The debate over foreign investment into New Zealand’s agriculture sector is heating up as the NZ$70 million ($59 million; €44 million) sale of Lochinver Station, a 13,000 hectare cattle station on the North Island, to a Chinese conglomerate awaits approval from the Overseas Investment Office (OIO). If approved, the deal will be the second largest land acquisition by a foreign buyer in New Zealand; the largest was a NZ$200 million deal by the same buyer in 2012.
The proposed sale by Stevenson Group, a New Zealand industrial conglomerate, to Shanghai Pengxin Group has attracted sustained media attention in New Zealand after the application to the OIO was made public by one of the country’s political parties. This sparked debate around the costs and benefits of direct foreign investment into one of the country’s key sectors.
But local industry specialists do not think it will impact New Zealand’s appeal as an attractive investment destination for foreigners and think that local media have exaggerated the impact of the deal.
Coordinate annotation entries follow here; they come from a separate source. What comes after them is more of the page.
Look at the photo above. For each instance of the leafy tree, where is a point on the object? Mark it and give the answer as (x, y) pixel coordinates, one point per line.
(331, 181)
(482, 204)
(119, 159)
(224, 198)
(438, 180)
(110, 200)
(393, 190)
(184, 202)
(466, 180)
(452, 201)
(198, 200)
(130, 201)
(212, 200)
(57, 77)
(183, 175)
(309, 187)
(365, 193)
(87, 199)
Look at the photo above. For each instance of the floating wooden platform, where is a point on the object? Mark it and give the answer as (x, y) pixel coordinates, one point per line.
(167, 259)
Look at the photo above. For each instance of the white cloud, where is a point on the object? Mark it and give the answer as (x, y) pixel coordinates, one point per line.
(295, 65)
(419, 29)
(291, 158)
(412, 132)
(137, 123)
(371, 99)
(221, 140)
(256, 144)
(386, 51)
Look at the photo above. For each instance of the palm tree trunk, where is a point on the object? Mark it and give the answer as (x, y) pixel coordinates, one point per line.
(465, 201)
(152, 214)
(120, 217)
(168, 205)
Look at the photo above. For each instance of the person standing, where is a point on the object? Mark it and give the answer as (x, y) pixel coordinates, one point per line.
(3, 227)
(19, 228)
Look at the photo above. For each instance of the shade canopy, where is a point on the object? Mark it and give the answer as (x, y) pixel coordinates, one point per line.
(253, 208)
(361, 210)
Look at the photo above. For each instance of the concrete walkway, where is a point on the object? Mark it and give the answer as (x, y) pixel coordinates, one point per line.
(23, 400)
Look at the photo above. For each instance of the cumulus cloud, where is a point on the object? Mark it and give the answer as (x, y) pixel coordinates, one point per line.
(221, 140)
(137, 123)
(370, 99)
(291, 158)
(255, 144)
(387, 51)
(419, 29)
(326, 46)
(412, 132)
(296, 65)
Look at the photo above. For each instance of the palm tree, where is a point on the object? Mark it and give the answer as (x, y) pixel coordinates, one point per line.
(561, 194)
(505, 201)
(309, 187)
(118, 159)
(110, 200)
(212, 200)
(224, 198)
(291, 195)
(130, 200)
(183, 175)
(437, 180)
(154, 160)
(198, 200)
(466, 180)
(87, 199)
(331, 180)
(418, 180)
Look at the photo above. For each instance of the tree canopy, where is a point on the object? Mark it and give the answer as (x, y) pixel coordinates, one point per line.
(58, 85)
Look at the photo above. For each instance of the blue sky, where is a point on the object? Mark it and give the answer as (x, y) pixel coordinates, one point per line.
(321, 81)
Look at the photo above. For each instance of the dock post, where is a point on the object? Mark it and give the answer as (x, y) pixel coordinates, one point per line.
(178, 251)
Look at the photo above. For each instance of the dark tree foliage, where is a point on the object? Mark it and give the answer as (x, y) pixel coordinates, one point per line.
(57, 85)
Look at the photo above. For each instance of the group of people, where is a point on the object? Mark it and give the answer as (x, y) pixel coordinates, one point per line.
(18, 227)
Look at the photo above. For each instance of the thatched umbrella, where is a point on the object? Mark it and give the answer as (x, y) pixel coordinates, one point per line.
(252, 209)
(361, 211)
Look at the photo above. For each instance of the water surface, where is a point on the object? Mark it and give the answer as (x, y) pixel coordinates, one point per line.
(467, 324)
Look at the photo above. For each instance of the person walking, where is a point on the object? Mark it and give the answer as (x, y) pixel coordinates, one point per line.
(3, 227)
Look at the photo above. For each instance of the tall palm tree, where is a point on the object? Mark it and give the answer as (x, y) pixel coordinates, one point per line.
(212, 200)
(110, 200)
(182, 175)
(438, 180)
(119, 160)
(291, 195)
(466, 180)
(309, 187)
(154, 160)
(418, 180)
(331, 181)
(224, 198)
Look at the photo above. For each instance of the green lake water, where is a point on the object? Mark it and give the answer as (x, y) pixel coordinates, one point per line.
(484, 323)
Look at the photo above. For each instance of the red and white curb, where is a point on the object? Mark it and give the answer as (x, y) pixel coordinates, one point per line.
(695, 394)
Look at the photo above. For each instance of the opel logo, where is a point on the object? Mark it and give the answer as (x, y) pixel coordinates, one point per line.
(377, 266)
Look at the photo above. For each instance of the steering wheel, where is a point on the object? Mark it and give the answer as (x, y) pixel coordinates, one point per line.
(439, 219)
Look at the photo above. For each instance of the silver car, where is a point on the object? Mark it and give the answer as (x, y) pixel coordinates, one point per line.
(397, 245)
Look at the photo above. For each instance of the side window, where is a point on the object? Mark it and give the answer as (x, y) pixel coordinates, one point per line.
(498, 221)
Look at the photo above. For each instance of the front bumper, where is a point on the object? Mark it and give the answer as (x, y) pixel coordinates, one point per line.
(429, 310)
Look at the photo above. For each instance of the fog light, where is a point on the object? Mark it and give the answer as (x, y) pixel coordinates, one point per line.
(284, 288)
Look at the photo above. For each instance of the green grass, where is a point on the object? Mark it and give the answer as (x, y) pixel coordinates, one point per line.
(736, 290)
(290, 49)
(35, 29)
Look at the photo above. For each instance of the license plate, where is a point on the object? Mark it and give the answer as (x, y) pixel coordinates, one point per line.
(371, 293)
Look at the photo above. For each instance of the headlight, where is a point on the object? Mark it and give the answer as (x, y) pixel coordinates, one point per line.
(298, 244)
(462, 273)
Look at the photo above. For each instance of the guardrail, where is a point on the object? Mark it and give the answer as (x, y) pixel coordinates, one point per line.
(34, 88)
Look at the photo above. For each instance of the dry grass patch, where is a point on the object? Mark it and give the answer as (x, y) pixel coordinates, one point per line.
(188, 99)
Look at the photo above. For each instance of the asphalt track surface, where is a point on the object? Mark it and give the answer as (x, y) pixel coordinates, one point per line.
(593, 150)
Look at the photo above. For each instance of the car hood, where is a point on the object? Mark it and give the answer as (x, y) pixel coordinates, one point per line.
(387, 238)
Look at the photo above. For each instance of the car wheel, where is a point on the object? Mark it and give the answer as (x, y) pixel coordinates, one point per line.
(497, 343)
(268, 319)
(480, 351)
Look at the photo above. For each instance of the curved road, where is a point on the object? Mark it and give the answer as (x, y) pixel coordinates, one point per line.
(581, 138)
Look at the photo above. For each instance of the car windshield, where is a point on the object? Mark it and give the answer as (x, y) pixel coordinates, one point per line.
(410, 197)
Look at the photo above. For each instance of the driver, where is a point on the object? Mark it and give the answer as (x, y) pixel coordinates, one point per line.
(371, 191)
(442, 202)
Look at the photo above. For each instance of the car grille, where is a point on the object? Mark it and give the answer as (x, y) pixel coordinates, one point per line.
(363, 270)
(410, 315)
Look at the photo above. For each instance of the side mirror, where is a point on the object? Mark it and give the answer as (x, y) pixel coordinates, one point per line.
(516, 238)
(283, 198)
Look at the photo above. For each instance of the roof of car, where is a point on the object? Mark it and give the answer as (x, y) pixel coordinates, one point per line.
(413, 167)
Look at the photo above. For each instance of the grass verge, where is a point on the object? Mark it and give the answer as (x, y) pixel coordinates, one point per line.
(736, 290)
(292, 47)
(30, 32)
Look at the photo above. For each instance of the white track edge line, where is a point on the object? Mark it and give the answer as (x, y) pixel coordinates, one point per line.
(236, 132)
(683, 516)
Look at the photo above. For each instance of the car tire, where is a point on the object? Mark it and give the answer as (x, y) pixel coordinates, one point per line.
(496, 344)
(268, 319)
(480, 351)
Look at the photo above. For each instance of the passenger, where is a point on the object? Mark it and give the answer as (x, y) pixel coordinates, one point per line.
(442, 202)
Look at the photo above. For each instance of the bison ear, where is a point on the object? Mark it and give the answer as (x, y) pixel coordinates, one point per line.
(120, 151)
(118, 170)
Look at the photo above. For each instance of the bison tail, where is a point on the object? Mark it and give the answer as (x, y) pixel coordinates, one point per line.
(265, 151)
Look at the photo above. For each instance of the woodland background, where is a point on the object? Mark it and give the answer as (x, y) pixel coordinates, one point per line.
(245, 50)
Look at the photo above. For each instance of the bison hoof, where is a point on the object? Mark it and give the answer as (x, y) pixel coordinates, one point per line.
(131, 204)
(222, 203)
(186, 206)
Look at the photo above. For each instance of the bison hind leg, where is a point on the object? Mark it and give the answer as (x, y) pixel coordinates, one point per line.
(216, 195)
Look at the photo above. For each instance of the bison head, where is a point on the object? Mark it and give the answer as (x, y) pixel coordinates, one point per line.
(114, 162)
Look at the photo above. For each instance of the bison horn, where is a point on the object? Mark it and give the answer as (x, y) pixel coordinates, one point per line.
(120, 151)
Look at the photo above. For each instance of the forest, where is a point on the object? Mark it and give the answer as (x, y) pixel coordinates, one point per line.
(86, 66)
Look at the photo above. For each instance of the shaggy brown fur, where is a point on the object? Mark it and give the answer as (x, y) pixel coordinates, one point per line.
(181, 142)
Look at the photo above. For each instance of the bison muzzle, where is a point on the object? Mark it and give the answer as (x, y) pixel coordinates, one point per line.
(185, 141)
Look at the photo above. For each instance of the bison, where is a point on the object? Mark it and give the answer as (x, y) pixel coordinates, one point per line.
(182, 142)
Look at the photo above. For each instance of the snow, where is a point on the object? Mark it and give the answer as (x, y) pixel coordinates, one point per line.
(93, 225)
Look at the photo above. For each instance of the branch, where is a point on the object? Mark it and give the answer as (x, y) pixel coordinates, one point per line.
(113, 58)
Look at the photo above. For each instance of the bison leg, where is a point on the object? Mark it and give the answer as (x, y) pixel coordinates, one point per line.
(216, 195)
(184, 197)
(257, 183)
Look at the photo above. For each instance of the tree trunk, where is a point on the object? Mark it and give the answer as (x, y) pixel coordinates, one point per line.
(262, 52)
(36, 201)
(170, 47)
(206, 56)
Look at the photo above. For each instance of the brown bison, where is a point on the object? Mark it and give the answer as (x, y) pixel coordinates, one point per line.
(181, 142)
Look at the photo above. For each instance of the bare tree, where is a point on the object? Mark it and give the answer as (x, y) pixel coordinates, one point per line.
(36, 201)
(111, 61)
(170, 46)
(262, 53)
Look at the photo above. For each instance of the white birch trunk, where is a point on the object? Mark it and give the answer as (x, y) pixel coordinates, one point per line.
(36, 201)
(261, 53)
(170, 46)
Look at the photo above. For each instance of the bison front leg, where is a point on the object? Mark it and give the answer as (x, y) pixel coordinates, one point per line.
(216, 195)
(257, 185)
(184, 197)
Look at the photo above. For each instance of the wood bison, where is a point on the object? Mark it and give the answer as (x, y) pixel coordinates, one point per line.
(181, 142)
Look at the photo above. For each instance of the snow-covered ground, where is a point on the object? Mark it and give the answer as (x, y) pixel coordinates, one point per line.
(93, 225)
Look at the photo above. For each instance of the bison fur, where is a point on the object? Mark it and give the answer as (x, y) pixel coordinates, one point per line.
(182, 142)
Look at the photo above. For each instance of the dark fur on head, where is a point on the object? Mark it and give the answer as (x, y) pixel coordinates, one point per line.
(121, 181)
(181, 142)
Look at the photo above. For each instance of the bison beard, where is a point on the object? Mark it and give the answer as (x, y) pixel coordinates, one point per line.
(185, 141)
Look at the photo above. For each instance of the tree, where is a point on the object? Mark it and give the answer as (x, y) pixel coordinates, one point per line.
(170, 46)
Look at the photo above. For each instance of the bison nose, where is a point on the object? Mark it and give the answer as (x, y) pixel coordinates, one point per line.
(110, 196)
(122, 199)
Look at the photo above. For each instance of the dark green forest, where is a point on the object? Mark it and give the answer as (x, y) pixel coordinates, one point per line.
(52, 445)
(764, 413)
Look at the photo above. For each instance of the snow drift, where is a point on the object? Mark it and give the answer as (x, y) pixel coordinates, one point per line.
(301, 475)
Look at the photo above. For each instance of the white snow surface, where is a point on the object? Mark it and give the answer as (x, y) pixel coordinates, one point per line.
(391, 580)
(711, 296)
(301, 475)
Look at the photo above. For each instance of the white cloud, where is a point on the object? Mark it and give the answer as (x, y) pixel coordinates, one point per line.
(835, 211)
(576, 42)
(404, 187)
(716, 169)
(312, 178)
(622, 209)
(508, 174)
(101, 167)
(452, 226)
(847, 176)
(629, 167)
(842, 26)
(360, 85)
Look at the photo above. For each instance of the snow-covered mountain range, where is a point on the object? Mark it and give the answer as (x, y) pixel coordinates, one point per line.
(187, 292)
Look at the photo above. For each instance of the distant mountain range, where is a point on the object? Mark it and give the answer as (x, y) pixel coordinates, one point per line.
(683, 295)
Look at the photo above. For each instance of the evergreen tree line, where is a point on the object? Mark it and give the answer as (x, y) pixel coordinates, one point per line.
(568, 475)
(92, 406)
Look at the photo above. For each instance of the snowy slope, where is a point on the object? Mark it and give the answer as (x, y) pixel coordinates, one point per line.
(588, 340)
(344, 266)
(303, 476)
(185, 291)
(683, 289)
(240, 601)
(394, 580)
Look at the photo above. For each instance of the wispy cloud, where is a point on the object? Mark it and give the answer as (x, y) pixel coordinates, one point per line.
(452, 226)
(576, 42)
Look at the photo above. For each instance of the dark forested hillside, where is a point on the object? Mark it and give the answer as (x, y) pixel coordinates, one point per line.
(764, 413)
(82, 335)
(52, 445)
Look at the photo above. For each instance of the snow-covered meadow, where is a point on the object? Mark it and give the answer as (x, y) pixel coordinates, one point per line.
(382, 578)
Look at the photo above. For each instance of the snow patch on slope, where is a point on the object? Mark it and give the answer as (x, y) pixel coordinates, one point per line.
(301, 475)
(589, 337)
“[The debate] is probably putting off the less organised foreign investors due to the additional work required to make sure the investment meets and/or exceeds OIO requirements and also due to the attention that large foreign transactions attract,” said Con Williams, a rural economist at ANZ. “The larger and more committed investors, such as Shanghai Pengxin Group, are unlikely to be put off. However, a change of government might effect this, due to the recent comments made by opposition parties,” he told Agri Investor.
Lochinver’s challenging geographical location makes it ripe for investment and local investors had the same opportunity as foreign investors to take advantage of that, argued Andrew Gibbs, partner and head of agribusiness at Deloitte New Zealand.
“Lochinver Station’s pumice soils and climate provide a challenging farming environment that I understand presents the new owners with the opportunity to invest further in the productive systems,” he told Agri Investor. “One can assume that this latest proposed purchase of New Zealand farmland has received heightened media attention due to the upcoming election. The station was marketed nationally and internationally, so New Zealand investors had the opportunity to purchase the property and invest in Lochinver’s growth,” he added.
Shanghai Pengxin’s first politically inflammatory purchase of New Zealand farmland was the NZ$200 million acquisition of 16 Crafar dairy farms on the North Island covering 8,000 hectares of farmland. After almost two years battling with the OIO, and an appeal case in New Zealand’s Supreme Court, the deal was approved in 2012.
Few farmland properties in New Zealand are valued at over NZ$30 million, according to Williams, but Lochinver’s valuation reflects the prime farmland category in which it falls, he added.
“Lochinver is a very large property so it’s at the upper end in terms of size and value,” said Williams. “Higher value transactions are more common because of the increases in land values since the early 2000’s and the consolidation of properties since that time, especially in the dairy sector. But there are not too many farmland properties valued over the $20 million – $30 million mark,” he added.
The OIO bases its decisions around the foreign acquisition of New Zealand land on two key concerns: the first relates to investment in vertically integrated businesses that involve production, processing and distribution on a large scale. The second relates to the aggregation of farmland that might not be beneficial to New Zealand’s economic interests such as by impacting the country’s reliability as a supplier of primary products to the global market supporting New Zealand’s export earning capability, according to a directive letter written by the minister of finance to the OIO in December 2010.
The OIO has various other criteria to decide whether an investment is sensitive such as whether an acquisition will impact New Zealand’s image overseas, according to Annelies McClure, acting deputy chief executive Crown Property, Land Information New Zealand.